Vancouver will soon catch its first glimpse of the project that artist Luke Marston has been dedicated to for the last five years.
On April 25, the Shore to Shore sculpture will be unveiled at Brockton Point in Stanley Park, which was once home to both First Nations and Portuguese families.
Marston, a Coast Salish master carver whose traditional name is Ts’uts’umutl, originally conceived of the project as a tribute to his family. Marston’s great-great grandmother is Kwatleematt of the Sechelt First Nation, and his great-great grandfather is the man known as Portuguese Joe Silvey, a whaler and fisherman who arrived in the area in around 1858 from the Azorean island of Pico.
The tribute has since taken on new significance for the descendants of those original inhabitants of what is now called Brockton Point. Throughout the five-year process, Marston has worked closely with both the Portuguese community and the three Coast Salish First Nations on whose traditional territory Stanley Park lies.
“It became more than just about the sculpture itself,” Marston explained at the Inuit Gallery of Vancouver today (April 16), where he displayed a replica of the sculpture.
“There’s a lot of things that we did along the journey, relationships that were built.”
The 16-foot-high bronze sculpture is topped by the Unity Figure, a raptor intended to represent both the Portuguese açor and the Canadian eagle. Its base is a black-and-white mosaic built with stones imported from Portugal and installed by a stone mason from the Azores.
“Having that cultural exchange is what I worked towards the whole project,” said Marston, who is a member of the Stz’uminus First Nation on Vancouver Island.
The sculpture incorporates life-size figures portraying Silvey, Kwatleematt, and Silvey’s first wife, Khaltinaht, a Coast Salish noblewoman who had two children with Silvey before dying at a young age from tuberculosis.
Johnna Sparrow of the Musqueam First Nation noted she has a personal tie to the history behind the sculpture.

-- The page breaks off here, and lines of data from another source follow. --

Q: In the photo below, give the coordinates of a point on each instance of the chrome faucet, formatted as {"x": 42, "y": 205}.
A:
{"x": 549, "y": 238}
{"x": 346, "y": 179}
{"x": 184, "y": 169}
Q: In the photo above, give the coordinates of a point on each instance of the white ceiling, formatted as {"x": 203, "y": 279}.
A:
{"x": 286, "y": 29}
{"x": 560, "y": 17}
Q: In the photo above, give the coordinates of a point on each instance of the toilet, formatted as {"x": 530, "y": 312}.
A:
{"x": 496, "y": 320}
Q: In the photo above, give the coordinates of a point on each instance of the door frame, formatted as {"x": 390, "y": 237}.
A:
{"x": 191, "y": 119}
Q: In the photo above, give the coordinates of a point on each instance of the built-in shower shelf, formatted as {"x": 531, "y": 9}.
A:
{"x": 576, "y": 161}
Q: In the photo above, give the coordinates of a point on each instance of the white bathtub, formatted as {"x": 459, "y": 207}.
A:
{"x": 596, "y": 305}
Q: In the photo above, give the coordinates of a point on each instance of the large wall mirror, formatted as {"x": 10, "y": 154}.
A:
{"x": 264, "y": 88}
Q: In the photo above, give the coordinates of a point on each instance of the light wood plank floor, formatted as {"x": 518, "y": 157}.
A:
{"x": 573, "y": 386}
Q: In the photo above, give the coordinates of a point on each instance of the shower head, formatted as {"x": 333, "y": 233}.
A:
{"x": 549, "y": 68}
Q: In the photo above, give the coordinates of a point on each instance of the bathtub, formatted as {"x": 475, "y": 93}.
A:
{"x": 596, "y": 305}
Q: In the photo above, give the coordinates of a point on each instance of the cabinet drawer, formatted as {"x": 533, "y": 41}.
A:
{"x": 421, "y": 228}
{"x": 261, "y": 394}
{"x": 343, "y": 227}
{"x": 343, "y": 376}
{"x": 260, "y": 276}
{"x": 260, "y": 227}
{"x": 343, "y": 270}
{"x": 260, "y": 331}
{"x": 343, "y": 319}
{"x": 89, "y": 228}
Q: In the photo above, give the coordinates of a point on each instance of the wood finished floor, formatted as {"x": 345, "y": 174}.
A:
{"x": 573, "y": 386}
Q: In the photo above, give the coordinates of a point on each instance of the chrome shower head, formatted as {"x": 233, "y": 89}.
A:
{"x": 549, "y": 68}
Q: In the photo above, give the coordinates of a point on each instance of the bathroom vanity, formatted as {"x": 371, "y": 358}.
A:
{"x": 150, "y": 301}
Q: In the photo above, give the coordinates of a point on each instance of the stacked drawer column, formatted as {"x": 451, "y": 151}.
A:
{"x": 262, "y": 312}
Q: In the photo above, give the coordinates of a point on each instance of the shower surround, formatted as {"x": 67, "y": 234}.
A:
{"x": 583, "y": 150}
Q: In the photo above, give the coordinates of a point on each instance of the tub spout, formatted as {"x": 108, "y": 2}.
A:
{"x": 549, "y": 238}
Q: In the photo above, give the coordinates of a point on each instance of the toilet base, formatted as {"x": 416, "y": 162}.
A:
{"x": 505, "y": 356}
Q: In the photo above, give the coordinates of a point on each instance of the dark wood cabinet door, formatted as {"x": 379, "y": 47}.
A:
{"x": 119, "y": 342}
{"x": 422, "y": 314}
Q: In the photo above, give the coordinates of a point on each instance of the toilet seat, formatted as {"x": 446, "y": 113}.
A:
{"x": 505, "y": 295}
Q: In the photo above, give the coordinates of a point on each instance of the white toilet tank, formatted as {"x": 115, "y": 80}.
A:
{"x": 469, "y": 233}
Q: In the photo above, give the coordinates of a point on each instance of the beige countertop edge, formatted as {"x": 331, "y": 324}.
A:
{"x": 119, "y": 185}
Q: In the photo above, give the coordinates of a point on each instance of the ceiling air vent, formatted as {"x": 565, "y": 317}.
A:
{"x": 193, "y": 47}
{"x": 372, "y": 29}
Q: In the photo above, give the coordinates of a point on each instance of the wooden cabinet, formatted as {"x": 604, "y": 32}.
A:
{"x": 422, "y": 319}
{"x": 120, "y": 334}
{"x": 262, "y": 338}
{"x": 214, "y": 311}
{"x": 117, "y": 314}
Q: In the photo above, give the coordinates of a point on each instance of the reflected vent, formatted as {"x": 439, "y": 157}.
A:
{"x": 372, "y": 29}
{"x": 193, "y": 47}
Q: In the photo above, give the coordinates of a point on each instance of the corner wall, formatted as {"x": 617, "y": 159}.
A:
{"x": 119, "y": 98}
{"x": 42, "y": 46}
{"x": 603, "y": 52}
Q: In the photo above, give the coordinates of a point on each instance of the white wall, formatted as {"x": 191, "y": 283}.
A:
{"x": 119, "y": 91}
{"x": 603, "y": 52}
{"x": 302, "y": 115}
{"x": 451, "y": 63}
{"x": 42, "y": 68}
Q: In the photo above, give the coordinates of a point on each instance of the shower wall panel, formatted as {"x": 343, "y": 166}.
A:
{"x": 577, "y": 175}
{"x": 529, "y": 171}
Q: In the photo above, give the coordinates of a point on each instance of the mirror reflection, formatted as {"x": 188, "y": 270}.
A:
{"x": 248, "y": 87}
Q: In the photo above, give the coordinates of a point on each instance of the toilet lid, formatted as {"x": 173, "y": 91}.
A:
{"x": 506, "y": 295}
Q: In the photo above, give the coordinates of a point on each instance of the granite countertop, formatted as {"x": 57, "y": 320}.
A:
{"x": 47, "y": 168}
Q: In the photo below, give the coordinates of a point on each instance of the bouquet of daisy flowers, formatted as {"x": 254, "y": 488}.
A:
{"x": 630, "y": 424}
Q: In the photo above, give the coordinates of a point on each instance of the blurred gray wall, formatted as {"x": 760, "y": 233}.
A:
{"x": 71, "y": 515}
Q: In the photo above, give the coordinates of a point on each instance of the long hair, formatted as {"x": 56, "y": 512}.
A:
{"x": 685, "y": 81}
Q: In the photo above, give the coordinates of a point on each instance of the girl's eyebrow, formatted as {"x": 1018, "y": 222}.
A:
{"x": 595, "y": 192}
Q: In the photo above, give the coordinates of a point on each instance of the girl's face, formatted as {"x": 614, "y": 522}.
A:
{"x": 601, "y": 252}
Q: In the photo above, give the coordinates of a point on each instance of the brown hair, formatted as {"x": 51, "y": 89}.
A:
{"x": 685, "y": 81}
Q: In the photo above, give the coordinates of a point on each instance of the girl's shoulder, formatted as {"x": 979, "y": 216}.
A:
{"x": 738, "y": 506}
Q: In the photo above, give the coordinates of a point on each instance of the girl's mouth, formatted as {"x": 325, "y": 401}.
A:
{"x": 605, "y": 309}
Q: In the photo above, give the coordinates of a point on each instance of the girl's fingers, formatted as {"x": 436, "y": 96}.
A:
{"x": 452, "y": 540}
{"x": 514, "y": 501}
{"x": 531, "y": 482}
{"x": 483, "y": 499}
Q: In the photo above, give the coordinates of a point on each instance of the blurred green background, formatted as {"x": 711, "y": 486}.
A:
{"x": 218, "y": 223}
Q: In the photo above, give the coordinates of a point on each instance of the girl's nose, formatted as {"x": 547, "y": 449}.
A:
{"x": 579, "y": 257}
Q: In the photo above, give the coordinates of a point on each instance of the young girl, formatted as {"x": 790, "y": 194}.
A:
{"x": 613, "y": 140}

When she was a young girl, her grandfather would take her to Stanley Park and tell her about their ancestor, Khaltinaht.
“To see this come to life, and to bring the spirit of who she was back and how she ties to our community, is something that resonates in me, and it’s through my bones, it’s in my blood,” Sparrow said.
“And I am so proud of the accomplishment that Luke has done to bring this to the awareness of the public, of who we are as First Nations people in unceded territory.”
Chris Lewis of the Squamish First Nation called the project “a true process of reconciliation”.
“The place where this monument is going to stand—many people lived there: Squamish had villages there, our Coast Salish peoples,” he said. “The three First Nations shared in those resources that we have here today.”
Lewis also thanked Marston for honouring the First Nations women through the sculpture.
“In those days, the women weren’t honoured—they were honoured in our culture, but in terms of the vast Canadian culture, if they married non-Natives, then sometimes they lost their right to call themselves First Nations,” he noted.
Carleen Thomas of the Tsleil-Waututh First Nation added that “huge, huge segments” of families lost their aboriginal status this way.
“When, within our own communities, they are still family,” she said.
The sculpture also signifies the first acknowledgement of the Portuguese history on the West Coast, according to Maria João Boavida, Consul General of Portugal.
“The Portuguese presence in Canada is better known on the Atlantic Coast…so this was a unique project,” she said.
“It has been very interesting, because I think we have been learning about each other’s cultures. We have been learning about the Coast Salish culture, as I think Luke has been learning about Portuguese culture.”
The process of creating the sculpture is documented in the book Shore to Shore: The Art of Ts'uts'umutl Luke Marston, by journalist Suzanne Fournier. She noted the structure recognizes a Coast Salish history in the region that is not so distant.
“This is very much in living memory of people from Musqueam and Squamish and Tsleil-Waututh,” Fournier said.
“That is a relative of [Sparrow’s] that lived in what we regard as a park, but is in fact unceded Coast Salish territory, and even more so than other locations, because it’s under federal title…So the sculpture stands for a lot.”
Funding for the project included contributions from Heritage Canada through its Canadian Legacy Fund, the Portuguese community and government, First Nations, and Marston’s extended Silvey family. Most recently, the City of Vancouver donated $20,000 to the project through its reconciliation initiative, and the Vancouver park board contributed $5,000.
The sculpture will be unveiled at 2 p.m. on Saturday, April 25 at Brockton Point.